From ActiveRecord’s perspective
All clients to PostgreSQL being equal, Rails/ActiveRecord is at a disadvantage with regards to this bug, mainly because:
- It’s a web framework - where the usual use case is concurrent access
- A popular little feature called “cached counters”
- The ease of extending an ActiveRecord model with callbacks, touching the parent for various reasons
- The abstraction between the developer and the raw SQL calls, which, next to lowering the barrier of entry, makes isolating and investigating such a problem more difficult
This problem may manifest itself in Rails with an error whose stack trace includes something like:
ActiveRecord::StatementInvalid: PGError: ERROR: deadlock detected DETAIL: Process 4844 waits for ShareLock on transaction 34688860; blocked by process 4846. Process 4846 waits for ExclusiveLock on tuple (1,40) of relation 19104 of database 16388; blocked by process 4844. HINT: See server log for query details. : UPDATE 'parents' SET 'children_count' = COALESCE('children_count', 0) + 1 WHERE ('id' = 925) AND ( ('parents'.'type' = 'MaleParent' ) )
What can be done
None of the obvious solutions are pretty:
- Skip cached counters, parent modifications, and anything of that sort
- Remove the foreign key constraints
- Don’t use transactions
- Divide the operation into several transactions, where the parents aren’t modified in the same transaction as the children
- Serialize the entire transaction by grabbing a lock (using an external mechanism or a PostgreSQL advisory lock)
- Add client code to handle the deadlock error and (safely) re-try the needed operations
- Fix the issue in PostgreSQL
The viability of all of the above depends on the application, however fixing the issue in PostgreSQL isn’t out of the question. As a matter of fact, it’s already begun! You can see progress here, here and here
How you can help
With a monetary contribution, small or large.

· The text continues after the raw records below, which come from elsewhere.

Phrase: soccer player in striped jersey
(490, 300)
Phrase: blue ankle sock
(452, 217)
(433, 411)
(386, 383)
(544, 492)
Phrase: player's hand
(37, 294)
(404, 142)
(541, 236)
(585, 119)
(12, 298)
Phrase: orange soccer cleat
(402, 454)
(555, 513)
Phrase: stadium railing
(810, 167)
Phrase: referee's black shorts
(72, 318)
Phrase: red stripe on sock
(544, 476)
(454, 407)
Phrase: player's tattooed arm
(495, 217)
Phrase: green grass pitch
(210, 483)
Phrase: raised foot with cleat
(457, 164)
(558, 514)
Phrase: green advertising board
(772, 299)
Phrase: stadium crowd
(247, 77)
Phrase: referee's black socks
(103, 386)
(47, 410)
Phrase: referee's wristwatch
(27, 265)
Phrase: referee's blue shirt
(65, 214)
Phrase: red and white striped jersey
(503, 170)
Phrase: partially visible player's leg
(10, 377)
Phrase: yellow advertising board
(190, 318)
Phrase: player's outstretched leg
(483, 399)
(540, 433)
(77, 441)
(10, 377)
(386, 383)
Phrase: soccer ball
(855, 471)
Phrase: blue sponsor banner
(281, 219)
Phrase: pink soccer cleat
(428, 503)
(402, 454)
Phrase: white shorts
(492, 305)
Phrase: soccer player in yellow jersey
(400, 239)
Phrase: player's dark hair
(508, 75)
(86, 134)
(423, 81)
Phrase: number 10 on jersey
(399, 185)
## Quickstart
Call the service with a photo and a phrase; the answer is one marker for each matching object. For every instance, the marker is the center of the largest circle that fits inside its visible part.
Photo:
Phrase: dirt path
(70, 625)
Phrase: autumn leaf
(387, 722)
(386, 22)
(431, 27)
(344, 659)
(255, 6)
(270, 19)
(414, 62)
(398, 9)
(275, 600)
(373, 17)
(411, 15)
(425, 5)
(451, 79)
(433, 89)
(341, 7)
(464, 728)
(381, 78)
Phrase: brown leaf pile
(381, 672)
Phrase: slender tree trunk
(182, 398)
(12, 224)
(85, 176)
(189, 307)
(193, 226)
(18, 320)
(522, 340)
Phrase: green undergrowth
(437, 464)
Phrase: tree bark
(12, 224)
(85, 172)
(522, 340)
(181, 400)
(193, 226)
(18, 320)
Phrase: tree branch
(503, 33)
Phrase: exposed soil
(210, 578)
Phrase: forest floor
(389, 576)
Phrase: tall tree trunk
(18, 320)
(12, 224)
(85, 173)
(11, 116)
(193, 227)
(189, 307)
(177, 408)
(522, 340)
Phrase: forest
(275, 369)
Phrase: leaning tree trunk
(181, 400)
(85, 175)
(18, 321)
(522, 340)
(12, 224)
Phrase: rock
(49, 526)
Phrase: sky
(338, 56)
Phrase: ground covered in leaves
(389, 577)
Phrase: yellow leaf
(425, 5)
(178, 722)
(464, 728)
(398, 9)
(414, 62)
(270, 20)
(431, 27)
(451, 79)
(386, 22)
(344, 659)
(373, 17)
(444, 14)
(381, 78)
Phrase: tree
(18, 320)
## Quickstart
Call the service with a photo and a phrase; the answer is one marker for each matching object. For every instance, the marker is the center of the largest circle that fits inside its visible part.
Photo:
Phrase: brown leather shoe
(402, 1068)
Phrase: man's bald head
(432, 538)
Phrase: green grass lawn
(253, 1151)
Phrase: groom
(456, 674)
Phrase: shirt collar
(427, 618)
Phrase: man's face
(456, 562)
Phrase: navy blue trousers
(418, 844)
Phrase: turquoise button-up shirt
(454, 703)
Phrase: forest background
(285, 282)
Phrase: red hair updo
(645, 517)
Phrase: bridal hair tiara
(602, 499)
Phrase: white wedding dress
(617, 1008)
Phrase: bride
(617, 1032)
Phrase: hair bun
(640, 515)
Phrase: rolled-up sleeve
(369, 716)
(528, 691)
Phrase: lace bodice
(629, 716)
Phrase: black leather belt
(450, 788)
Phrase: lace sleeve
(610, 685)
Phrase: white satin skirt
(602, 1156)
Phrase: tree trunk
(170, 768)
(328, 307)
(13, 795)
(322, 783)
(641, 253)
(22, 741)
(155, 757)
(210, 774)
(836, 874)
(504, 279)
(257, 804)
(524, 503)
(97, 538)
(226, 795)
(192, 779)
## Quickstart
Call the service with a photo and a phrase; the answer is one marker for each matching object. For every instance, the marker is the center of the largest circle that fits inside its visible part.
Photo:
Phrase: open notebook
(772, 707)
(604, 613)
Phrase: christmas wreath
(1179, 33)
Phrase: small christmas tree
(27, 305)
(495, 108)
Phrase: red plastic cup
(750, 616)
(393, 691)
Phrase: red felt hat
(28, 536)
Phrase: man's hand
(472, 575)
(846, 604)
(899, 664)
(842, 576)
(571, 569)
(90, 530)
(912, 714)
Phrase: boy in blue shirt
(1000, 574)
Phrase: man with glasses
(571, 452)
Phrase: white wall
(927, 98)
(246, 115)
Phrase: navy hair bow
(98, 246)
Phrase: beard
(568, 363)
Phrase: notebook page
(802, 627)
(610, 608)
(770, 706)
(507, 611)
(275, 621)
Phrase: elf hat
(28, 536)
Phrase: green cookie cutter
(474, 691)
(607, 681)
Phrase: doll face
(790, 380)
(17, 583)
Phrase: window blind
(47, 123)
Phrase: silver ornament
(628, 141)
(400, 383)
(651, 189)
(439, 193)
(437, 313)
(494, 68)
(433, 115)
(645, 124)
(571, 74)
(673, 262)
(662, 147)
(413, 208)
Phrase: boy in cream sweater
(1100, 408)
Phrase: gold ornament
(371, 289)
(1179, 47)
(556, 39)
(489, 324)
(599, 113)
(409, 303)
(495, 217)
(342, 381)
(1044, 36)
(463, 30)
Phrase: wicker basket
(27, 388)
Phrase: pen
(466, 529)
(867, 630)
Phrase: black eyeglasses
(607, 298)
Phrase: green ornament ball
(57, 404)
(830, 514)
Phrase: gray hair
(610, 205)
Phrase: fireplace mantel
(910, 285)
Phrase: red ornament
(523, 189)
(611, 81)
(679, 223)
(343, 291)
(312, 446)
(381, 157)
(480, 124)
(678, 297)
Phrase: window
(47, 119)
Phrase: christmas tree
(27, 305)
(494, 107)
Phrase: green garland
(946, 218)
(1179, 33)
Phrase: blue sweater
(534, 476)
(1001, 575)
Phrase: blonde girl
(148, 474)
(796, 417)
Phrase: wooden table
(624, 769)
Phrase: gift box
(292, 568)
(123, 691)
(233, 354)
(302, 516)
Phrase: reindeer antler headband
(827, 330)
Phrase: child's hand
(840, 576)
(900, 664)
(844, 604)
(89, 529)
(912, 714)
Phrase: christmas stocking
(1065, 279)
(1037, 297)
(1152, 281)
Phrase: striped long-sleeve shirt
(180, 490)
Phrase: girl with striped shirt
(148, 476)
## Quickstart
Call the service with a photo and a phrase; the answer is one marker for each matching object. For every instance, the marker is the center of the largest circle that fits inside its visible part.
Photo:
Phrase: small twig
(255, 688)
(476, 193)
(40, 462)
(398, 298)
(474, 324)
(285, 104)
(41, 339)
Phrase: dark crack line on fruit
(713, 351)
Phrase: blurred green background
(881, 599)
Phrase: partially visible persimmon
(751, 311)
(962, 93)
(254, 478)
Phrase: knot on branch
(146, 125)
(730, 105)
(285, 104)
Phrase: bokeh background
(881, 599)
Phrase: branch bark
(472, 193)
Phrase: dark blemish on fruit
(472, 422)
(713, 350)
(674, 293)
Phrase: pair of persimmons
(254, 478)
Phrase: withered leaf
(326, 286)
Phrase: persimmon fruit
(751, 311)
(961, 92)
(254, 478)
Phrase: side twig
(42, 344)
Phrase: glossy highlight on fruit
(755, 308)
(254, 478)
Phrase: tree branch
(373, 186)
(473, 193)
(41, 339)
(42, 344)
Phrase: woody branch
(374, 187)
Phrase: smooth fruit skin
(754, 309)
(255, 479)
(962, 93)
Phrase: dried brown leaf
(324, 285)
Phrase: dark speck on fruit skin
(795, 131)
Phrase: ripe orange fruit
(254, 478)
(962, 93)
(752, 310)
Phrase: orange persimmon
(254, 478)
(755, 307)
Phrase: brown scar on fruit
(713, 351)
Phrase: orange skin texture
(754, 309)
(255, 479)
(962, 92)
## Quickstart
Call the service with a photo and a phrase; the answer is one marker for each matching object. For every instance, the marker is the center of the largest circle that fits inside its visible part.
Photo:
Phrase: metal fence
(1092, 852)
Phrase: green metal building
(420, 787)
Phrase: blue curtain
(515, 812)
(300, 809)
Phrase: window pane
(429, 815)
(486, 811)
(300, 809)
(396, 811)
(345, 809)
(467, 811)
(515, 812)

The above work was commissionned after the August discussion on the pgsql-hackers mailing list, however the funds for it have only been minimally raised and they’re still a few thousand dollars short.
If you or your employer would like to see this fix come to fruition, please visit the donation page at:
Every little bit helps. You’ll be helping improve an already great open source database, as well as all who rely on it including ROR consumers.
Update
28 patch revisions later, it seems that Alvaro Herrera has carried this feature through. You can see the patch here
This patch is candidate for commitfest 2013-01 - which means you may see it in a beta PostgreSQL release near you sometime soon.
Update II
PostgreSQL 9.3 is out! - this should fully address this type of deadlock.